Events at Millbank should make us realise the shortcomings of the Labour Party. Currently it is failing in its duty as an opposition to present a clear alternative to the government. It’s failing on the economy to move beyond soundbites and is hamstrung by its swallowing whole of the ‘debt crisis’ moral panic. It’s failing on the welfare state to adequately defend it and the people who so badly depend on it. On political democracy we are left fighting desperate defensive battles against the governments ’stich-up and scarper’ program. For students its failing to make a credible case that it has learned the importance of education following the introduction of tuition fees by a Labour government.

On-top of all this there is the movement outside the Party, as we saw on Wednesday, to consider. However, the Labour left is divided, scattered and therefore ineffectual. Inside the Party we are failing to exert nearly enough pressure on the leadership to pull it in our direction and on party democracy we have yet to make any substantial gains.

So, to coin a phrase, ‘what is to be done’? Firstly, we desperately need a conference of all concerned parties with the aim of constructing a united platform both of policy aspirations and campaigning objectives. We need to consider how we work in the anti-cuts movement in a pluralistic and supportive way, reach out to that movement, and even more crucially how we strengthen the links between the trade unions and Labour by bringing committed trade unionists into the Party.

The leadership election is over but that was the beginning of a process of change which if we rise to the occasion we can take the lead in shaping. This is not just a question of abstract realisation of our political objectives but an urgent one of making Labour into the opposition it needs to be to protect societies most vulnerable. It is therefore, as well as being a political question, a moral imperative. We can make the difference; we can be the difference between Labour languishing in the wilderness and returning to govern in the interests of the people it serves but we can only do this if we stand united, as comrades, marching under the same banner.

6 Comments

  1. LRCer says:

    The LRC conference is on January 15th. All welcome.

  2. Tim Pendry says:

    The movement outside the Party is unfinished business from the coup d’etat engineered within the Party at the 1996 Conference when senior Left figures, desperate for office, and trades unionists, desperate for special interest employment-related legislation, sold out the nation as one cohesive interest.

    The movement in the street simply no longer finds the Labour Party credible. It is not at this moment in time. The fact that internal Labour loyalists of the Left are pleased with ‘Ed’ only means that they have still not ‘got’ it.

    To be pleased with the best option of a series of bad ones derived from the last gasp of an administration that was war-mongering, in bed with finance capital, economically incompetent and culturally authoritarian shows just how unimportant the Labour Party has become in the coming struggle.

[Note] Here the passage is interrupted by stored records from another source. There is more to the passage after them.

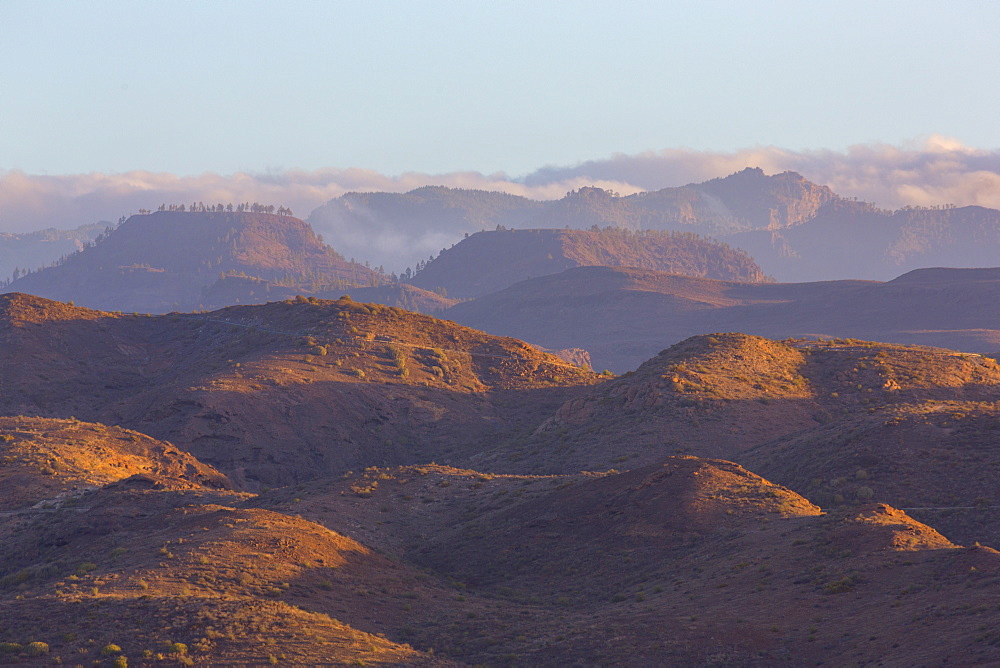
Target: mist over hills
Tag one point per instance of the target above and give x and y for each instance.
(796, 230)
(622, 316)
(486, 262)
(315, 481)
(366, 551)
(170, 260)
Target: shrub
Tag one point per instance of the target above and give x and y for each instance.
(85, 568)
(37, 648)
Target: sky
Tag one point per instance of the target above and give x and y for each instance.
(110, 106)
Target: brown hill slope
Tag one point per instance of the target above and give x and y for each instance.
(624, 316)
(720, 394)
(285, 391)
(166, 260)
(841, 422)
(403, 228)
(51, 462)
(686, 562)
(188, 577)
(490, 261)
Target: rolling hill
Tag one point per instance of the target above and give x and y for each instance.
(158, 540)
(487, 262)
(623, 316)
(169, 260)
(285, 391)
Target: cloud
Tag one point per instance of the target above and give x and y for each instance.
(935, 170)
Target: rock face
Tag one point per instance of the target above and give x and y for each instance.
(168, 260)
(285, 391)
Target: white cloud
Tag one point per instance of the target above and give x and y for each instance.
(936, 170)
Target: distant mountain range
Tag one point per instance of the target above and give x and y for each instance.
(28, 251)
(623, 316)
(175, 260)
(486, 262)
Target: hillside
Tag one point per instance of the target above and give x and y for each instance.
(233, 289)
(794, 229)
(282, 392)
(624, 316)
(684, 562)
(857, 240)
(28, 251)
(167, 260)
(400, 229)
(486, 262)
(52, 462)
(270, 495)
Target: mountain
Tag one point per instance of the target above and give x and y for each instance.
(256, 486)
(623, 316)
(54, 462)
(796, 230)
(29, 251)
(840, 422)
(486, 262)
(857, 240)
(282, 392)
(404, 229)
(593, 568)
(167, 260)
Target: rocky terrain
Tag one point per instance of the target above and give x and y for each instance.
(257, 486)
(174, 260)
(624, 316)
(487, 262)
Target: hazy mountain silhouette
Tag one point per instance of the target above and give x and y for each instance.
(486, 262)
(622, 316)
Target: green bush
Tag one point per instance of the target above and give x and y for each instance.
(37, 648)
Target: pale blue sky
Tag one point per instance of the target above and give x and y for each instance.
(434, 86)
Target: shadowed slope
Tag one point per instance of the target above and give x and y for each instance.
(286, 391)
(623, 316)
(167, 260)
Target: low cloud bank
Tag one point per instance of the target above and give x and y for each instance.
(937, 170)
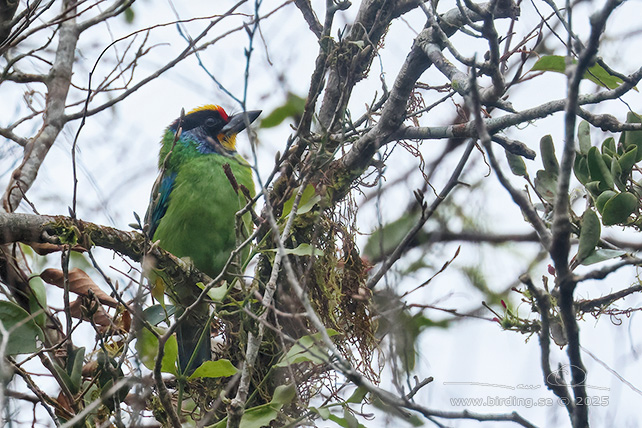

    Let us remember that every half-educated student and parent knows that it was New Labour that brought in tuition fees and would probably retain them now if it got into office.

    It is not just about ‘cuts’ and preserving public sector jobs (that is ‘old socialism for the benefit of just one albeit large section of society), it is about the State and about freedom and about democracy and about self-determination and about the failures of a whole elite that includes the Labour elite.

    There will be no identity of interest between workers protesting their jobs as non-unionised familes start to go under and the new libertarian and social democratic revolt (the one that knew Labour got it wrong over tuition fees) until the Labour Left loses its authoritarian habits, reforms its own undemocratic and special interest habits and builds an alliance with libertarian socialists (now wholly disillusioned with the Liberal Democrats), the anarcho-Left which is doing all the fighting you should be doing and the Jeffersonian private sector who are about to be crushed not by cuts but by a massive European-wide economic failure.

    The horror of it is that Labour behaves like the Social Democrats under Weimar and, if it does not get its act together, it will be by-passed by history. The hero of the street is an ambiguous figure – V – not Attlee or Hardie or Bevan or Bevin – and this V can be anarcho-socialist or national socialist depending on the way the wind blows.

    If the soi-disant Left expects to lead this ‘revolution’ then it has to jettison the liberal progressivism of the last decade – the whining about identity politics, bourgeois scrabbling for place and patronage and internationalism – and get to grip with what the people want NOW: competence in their interest and freedom from a State that has lost its way under the current elite.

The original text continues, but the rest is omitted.